Recent study discovers new potential approach to combating TB

A study recently published in the ACS Chemical Biology journal potentially discovered a new approach to combating tuberculosis at a critical time when antibiotic resistant Mycobacterium tuberculosis cases are on the rise.

The new methodology sought to create an alternative to antibiotic TB treatment. Researchers instead targeted CLpP, a key enzyme to cellular function of TB bacteria, in an attempt to prevent it from functioning.

"ClpP has emerged over the last decade or so as a potential drug target in bacteria because they require it to either live or to cause disease," Jason Sello, senior author and associate professor of chemistry at Brown, said. "Our findings indicate that chemical inhibition of the essential ClpP enzyme in Mycobacterium tuberculosis is a viable strategy in anti-tuberculosis drug development."

The research team became the first to study what would happen if the ClpP enzyme was blocked; they hoped this would be key in developing an alternative route to combating TB.

"If you can inhibit the function of the enzyme with a small molecule, then you can kill the bacterium," Sello said. "When we began our work, the validity of this approach hadn't been demonstrated."

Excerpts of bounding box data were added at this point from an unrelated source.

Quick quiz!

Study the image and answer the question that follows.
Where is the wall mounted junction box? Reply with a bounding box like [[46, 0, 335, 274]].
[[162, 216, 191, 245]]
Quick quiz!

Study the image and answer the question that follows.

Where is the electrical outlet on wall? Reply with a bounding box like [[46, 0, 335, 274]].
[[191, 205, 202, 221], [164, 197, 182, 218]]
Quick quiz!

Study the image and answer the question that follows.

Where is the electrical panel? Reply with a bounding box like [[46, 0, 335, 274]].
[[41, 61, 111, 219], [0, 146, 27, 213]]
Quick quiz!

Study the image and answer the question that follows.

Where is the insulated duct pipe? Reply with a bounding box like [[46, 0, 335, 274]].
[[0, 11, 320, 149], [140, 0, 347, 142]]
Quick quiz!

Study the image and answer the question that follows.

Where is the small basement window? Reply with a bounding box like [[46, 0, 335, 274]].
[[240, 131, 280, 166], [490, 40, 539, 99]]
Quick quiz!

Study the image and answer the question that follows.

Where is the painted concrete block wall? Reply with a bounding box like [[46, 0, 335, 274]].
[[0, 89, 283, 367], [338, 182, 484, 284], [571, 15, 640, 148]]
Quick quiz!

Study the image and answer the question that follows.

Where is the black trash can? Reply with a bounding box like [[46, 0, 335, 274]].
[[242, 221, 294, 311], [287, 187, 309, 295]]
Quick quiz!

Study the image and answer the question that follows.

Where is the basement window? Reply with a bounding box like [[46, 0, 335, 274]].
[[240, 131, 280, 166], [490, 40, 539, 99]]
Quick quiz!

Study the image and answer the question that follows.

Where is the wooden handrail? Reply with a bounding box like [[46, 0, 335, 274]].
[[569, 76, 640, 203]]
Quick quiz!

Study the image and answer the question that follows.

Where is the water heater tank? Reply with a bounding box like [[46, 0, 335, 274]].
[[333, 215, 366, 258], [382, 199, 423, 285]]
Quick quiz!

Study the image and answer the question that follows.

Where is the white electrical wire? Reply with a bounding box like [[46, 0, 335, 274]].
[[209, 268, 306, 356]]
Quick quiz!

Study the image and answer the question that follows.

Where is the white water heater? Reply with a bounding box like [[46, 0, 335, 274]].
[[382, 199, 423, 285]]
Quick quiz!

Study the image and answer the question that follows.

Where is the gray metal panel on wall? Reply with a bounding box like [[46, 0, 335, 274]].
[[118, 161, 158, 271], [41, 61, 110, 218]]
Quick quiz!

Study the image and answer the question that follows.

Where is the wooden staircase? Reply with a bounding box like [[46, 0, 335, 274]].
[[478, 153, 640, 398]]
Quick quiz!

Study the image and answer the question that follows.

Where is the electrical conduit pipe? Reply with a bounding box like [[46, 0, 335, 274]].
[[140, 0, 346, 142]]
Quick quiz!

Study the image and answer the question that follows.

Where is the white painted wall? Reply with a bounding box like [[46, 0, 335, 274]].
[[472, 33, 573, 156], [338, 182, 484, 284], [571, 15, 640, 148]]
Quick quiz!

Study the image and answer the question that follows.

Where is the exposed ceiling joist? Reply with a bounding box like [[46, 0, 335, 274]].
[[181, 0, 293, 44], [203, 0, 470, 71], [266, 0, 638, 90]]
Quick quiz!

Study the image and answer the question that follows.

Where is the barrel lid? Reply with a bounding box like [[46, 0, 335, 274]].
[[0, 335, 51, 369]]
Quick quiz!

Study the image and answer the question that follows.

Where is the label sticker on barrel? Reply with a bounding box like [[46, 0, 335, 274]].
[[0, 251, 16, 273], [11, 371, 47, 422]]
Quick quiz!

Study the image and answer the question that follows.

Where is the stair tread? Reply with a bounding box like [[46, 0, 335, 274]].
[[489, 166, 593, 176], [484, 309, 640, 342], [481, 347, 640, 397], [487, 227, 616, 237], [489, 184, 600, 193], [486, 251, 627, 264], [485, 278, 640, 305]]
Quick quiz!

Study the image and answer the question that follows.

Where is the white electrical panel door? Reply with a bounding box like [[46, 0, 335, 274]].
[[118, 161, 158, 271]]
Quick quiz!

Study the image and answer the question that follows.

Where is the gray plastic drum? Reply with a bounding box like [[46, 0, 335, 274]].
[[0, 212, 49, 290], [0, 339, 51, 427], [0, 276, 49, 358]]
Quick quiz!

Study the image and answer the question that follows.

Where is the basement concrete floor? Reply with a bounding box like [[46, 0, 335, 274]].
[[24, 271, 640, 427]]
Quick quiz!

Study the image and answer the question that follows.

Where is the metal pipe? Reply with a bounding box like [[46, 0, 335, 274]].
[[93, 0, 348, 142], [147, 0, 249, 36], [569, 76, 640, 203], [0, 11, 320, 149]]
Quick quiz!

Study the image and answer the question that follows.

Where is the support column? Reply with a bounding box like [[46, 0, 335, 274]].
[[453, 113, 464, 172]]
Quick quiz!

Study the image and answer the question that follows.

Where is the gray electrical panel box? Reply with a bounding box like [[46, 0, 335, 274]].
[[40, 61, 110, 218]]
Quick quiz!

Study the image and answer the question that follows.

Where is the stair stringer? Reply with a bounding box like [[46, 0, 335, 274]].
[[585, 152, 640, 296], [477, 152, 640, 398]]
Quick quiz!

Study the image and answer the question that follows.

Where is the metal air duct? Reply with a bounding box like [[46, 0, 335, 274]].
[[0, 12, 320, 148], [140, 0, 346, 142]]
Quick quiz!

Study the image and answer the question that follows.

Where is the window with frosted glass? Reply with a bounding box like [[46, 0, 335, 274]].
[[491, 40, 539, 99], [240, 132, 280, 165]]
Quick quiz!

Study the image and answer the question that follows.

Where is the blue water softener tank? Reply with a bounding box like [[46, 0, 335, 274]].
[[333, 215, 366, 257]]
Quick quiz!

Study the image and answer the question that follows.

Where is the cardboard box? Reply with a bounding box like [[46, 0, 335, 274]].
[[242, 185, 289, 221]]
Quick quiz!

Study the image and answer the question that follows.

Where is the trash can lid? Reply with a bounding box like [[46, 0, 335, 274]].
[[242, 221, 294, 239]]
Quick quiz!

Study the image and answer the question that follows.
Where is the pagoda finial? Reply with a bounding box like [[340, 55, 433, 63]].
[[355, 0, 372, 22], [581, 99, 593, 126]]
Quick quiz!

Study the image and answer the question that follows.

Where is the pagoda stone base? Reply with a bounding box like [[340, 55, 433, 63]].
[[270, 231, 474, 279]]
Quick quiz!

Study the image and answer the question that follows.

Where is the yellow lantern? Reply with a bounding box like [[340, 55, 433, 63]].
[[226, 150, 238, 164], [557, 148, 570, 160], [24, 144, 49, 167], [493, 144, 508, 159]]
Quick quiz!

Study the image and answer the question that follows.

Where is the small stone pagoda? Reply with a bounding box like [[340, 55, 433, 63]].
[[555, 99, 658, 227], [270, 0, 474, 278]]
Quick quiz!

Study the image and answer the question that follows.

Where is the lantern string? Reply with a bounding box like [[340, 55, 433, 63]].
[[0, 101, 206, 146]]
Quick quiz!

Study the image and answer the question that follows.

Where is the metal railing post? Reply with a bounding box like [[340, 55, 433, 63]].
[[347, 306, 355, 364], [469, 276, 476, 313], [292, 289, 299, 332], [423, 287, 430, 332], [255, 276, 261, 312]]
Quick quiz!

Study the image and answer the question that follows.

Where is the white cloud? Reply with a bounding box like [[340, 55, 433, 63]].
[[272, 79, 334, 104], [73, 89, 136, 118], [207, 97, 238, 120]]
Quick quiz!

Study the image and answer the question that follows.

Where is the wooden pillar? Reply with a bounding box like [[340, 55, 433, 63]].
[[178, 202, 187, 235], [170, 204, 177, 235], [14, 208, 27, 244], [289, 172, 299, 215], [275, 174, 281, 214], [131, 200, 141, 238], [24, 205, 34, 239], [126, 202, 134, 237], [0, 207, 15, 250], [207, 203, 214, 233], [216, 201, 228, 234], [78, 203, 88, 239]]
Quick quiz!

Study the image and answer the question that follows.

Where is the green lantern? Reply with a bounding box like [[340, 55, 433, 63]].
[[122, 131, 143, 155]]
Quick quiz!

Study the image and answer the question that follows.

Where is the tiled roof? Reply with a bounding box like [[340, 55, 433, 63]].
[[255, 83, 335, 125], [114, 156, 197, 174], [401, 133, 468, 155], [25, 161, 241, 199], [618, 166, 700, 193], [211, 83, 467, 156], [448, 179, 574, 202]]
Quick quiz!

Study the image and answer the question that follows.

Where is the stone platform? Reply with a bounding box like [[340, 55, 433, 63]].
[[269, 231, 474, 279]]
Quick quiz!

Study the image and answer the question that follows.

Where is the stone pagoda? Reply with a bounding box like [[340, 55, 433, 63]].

Using an in vitro test tube assay, developed by Robert Sauer of MIT and postdoctoral fellow Karl Schmitz, researchers were able to observe the hypothesis play out as estimated; the enzyme was successfully inhibited. This opened the door to new anti-TB drug developments.

"Our data validate ClpP as a viable, antibacterial drug target," Sello said. "We have a high degree of confidence that inactivating ClpP will inhibit the growth of Mycobacterium tuberculosis. In principle, a pharmaceutical company could develop new tuberculosis drugs by using the structure of β-lactone 7 as a starting point or by using ClpP inhibition as a design strategy."